With prediction markets, however, there is no house and no one is setting the odds. Instead, prediction markets use event contracts, which ask whether an event will happen by a specific date: yes or no. Will Jake Paul beat Mike Tyson? Will Georgia win the college football championship? Will the Jazz ever win another game? 

To wager on one of its markets, users buy shares of an outcome. When the Dodgers’ chances of winning the World Series were deemed to be 78%, as they were before Game 3, shares cost $0.78; Yankees shares cost $0.22. After the Dodgers won it all, their shares became worth $1, while Yankees shares went to $0.

These values aren’t determined by the website, but by how much users are willing to put on the line. Without a middleman, the person on the other side of any Polymarket bet is another bettor, not Polymarket itself. Buying “yes” drives up its price; going with “no” brings it down. 

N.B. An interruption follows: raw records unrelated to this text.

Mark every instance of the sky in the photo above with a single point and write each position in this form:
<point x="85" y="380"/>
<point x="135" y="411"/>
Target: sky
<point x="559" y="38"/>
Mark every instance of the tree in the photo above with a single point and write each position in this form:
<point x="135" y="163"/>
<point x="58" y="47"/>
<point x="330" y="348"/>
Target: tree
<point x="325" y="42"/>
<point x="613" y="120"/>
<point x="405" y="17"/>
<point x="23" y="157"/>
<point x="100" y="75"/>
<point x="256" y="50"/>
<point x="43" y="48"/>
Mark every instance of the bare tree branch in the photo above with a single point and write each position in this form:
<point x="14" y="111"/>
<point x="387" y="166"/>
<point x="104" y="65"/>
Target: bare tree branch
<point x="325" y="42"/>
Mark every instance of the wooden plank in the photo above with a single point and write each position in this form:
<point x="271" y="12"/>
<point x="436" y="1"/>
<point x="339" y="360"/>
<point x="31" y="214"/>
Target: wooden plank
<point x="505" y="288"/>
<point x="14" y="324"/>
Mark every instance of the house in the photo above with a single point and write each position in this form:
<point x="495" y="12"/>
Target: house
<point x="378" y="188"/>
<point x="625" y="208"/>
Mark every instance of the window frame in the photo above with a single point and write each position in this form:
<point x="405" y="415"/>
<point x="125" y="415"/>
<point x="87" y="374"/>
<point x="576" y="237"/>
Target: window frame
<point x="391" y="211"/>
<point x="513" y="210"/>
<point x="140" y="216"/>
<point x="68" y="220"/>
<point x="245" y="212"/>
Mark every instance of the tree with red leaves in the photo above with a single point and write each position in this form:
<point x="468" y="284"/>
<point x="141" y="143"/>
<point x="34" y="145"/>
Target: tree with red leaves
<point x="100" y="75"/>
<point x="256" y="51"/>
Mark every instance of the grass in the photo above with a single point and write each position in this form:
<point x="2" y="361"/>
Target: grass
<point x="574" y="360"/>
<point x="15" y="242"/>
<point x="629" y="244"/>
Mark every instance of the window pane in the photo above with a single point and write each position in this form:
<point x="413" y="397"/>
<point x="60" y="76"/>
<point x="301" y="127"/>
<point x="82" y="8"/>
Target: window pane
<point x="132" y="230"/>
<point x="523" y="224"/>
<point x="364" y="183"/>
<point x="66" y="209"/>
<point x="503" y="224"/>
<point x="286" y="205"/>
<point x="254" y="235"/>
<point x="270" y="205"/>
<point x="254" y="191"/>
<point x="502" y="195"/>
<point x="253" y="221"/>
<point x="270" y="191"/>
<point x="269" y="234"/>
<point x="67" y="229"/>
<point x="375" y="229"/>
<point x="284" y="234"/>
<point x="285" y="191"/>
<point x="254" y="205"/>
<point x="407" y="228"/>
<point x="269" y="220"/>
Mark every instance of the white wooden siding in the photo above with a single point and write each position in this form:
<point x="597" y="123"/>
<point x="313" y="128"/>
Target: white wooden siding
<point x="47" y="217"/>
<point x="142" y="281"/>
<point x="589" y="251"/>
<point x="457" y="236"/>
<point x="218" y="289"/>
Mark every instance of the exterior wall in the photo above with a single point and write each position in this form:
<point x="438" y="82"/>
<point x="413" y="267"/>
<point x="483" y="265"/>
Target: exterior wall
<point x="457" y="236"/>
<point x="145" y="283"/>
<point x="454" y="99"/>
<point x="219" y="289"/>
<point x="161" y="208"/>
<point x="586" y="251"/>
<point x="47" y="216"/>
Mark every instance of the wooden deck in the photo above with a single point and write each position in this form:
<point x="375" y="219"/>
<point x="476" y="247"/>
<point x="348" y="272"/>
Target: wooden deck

The theory is that markets will adjust quickly—faster than polls or bookies or mainstream media—to new information. If the odds move too far in one direction, bettors will bring it back to equilibrium by taking the other side. There’s plenty of appeal for sporting events as probabilities shift with each injury, foul, and, of course, score.

Tomaino says, “24/7 real-time trading for sports outcomes will be big. … Sports futures is a unique product. You can bet on the Chiefs to win the Super Bowl at any sportsbook, of course, but you can’t trade around the position.” That is, on Polymarket, you can sell your shares before the event finishes to either guarantee profits or cut your losses. If you had bought the Dodgers at closer to 50-50 before the Series, you could have sold some or all of your position to someone else when they went up 3–0.

At the moment, however, the marriage of sports betting and prediction markets isn’t yet blissful—other platforms that have tried it, such as sports-focused Frontrunner, haven’t succeeded. Polymarket could have an uphill climb. That’s especially the case when its prediction markets for individual games also have thin volume compared to specialized sportsbooks and betting sites. Thursday Night Football kicked off with a little more than $500,000 in volume—a pittance compared to the $2 billion–plus the American Gaming Association estimates legal sportsbooks see in action every week of the NFL season.

In the wake of the election, the biggest question for Polymarket is whether it can brand itself as a valuable destination for sports bettors. It has built it—so will bettors come?